The price of Bitcoin (BTC) has continued to fall over the past 24 hours after opening August. The flagship currency was down more than 2% in early European trading on Friday, trading at around $63,981.

The same trend was seen in the altcoin sector, pushing the total cryptocurrency market cap to around $2.39 trillion. As a result, over $245 million was liquidated in the cryptocurrency derivatives markets in the past 24 hours, most of which involved long traders.

Bitcoin whale activity remains active

As geopolitical tensions in the Middle East increase, on-chain activity in the cryptocurrency industry continues to increase. In addition, the impending war will significantly devalue fiat currencies over time. As a result, more and more investors are beginning to seek refuge in the cryptocurrency industry to escape the uncertainty of the global economy.
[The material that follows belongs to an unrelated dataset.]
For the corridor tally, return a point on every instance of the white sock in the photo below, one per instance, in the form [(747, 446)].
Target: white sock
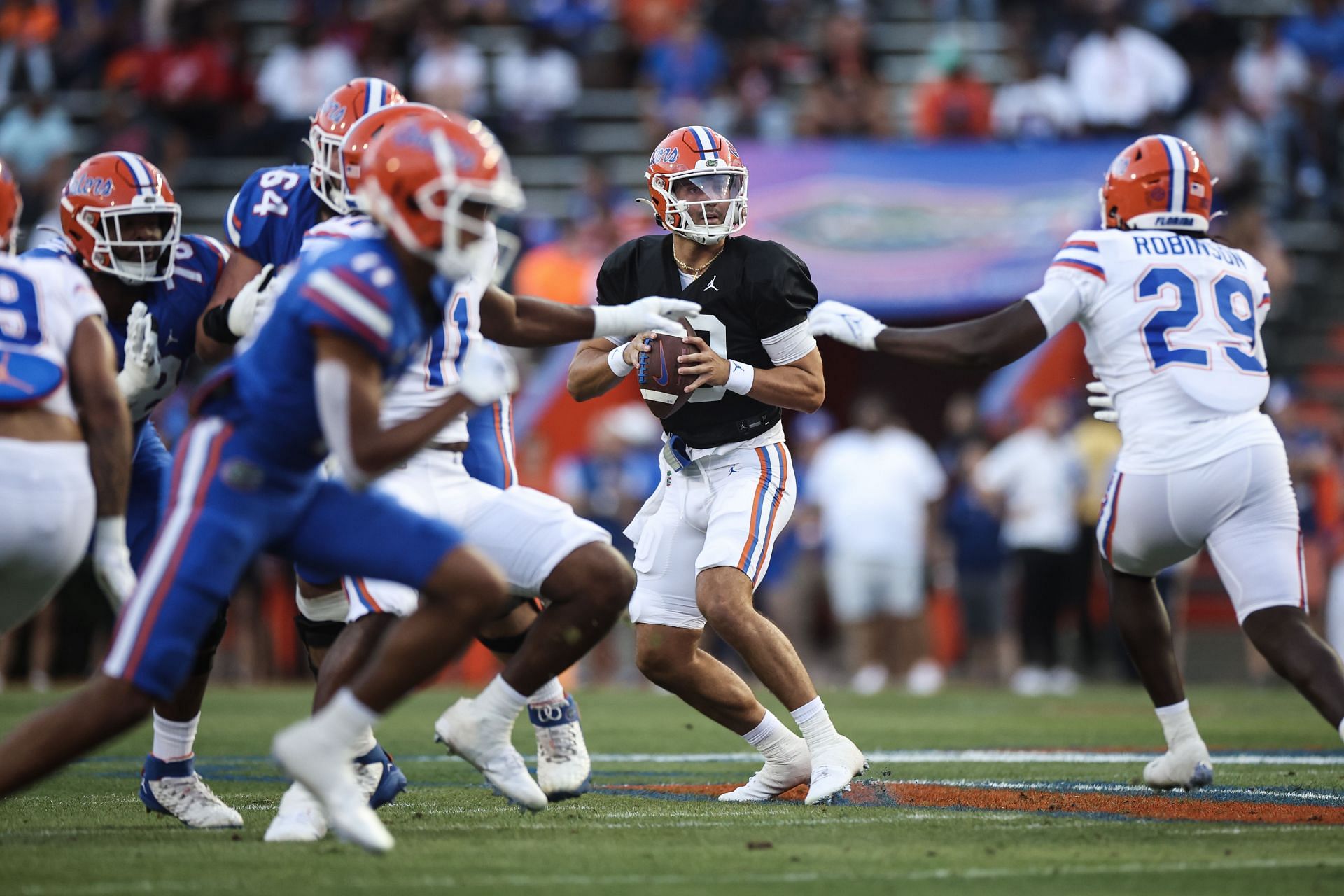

According to the latest market data, the U.S. spot Bitcoin ETF saw a net inflow of approximately $50.64 million on Thursday. Meanwhile, MicroStrategy reiterated its commitment to its Bitcoin strategy, planning to raise $2 billion to purchase more units.

Following the recent crypto crash, data from CryptoQuant suggests that cryptocurrencies could see consolidation in the coming months before a bullish breakout to new all-time highs.

Medium term price forecast

Over the past five months, Bitcoin price has established clear boundaries of macro consolidation. The flagship coin has been caught in a downtrend, which could be considered a bullish sign.


However, technical analysis suggests that Bitcoin’s price could easily drop to between $48,000 and $53,000 in the coming weeks before an inevitable bullish breakout.

The United States is expected to cut interest rates during the general election later this year, which will trigger a new bullish outlook for cryptocurrencies.